J.D. knew she was not properly authorized to perform the procedure. She used an NG tube supplied by the mother from an unknown source knowing the baby was “fragile” and scheduled for surgery within 48 hours.

J.D.’s deliberate disregard of her duty to safeguard her employer’s interests by adhering to established standards and practices destroyed the essential trust at the core of the employment relationship.

Termination was a reasonable penalty in the circumstances, the Arbitrator said.

Moreover, this was not a case for the exercise of the Arbitrator’s discretion to reduce the penalty.

Whatever J.D.’s failings were in the moment, she compounded them by not reporting the incident.

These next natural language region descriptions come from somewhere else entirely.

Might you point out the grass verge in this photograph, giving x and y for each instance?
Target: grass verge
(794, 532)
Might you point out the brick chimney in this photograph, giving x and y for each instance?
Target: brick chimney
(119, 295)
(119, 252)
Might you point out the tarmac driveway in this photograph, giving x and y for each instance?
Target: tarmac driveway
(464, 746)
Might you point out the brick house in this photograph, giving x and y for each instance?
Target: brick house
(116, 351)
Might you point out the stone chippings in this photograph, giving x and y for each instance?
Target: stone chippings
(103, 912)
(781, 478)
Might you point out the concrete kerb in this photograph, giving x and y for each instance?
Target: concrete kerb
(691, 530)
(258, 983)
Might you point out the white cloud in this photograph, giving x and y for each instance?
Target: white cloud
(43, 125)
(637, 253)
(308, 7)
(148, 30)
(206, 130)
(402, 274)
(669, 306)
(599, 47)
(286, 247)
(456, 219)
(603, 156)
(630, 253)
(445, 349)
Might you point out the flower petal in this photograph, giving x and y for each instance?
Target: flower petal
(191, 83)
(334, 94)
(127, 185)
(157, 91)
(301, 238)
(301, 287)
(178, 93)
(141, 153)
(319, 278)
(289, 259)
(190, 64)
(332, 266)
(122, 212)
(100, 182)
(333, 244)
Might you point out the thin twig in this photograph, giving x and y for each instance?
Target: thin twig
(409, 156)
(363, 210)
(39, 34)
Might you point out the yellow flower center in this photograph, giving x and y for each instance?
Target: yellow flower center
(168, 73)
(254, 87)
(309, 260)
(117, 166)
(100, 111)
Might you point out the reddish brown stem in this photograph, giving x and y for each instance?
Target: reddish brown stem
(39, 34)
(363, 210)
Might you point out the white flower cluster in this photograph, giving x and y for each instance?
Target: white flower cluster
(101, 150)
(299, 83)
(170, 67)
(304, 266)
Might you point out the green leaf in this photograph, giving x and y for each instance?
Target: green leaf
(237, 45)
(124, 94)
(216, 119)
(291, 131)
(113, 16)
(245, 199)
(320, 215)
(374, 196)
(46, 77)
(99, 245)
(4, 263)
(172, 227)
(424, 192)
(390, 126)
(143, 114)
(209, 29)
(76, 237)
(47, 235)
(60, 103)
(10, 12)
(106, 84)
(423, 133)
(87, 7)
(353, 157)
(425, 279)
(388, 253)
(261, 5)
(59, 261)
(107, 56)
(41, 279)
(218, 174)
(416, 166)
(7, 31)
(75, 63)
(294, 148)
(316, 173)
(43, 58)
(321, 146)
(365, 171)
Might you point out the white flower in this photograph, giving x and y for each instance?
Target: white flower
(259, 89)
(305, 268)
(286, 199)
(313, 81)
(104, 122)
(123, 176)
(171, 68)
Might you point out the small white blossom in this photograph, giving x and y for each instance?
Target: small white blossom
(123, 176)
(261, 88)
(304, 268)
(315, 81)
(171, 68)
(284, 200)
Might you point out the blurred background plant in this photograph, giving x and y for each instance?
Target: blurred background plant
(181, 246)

“As problematic as her willful disregard of important Hospital procedures and policies was, which one can perhaps understand as an all-too-human weakness in the factual circumstances of the present case, her failure to promptly report the matter as one of potential harm … shows that her concern was less for [the infant] than it was for herself.”

The grievance was dismissed.

Reference: Royal Victoria Hospital and Ontario Nurses Association. Gordon F. Luborsky — Sole Arbitrator. John D’Orsay for the Association. Clifford J. Hart for the Employer. Aug. 25, 2011. 24 pp.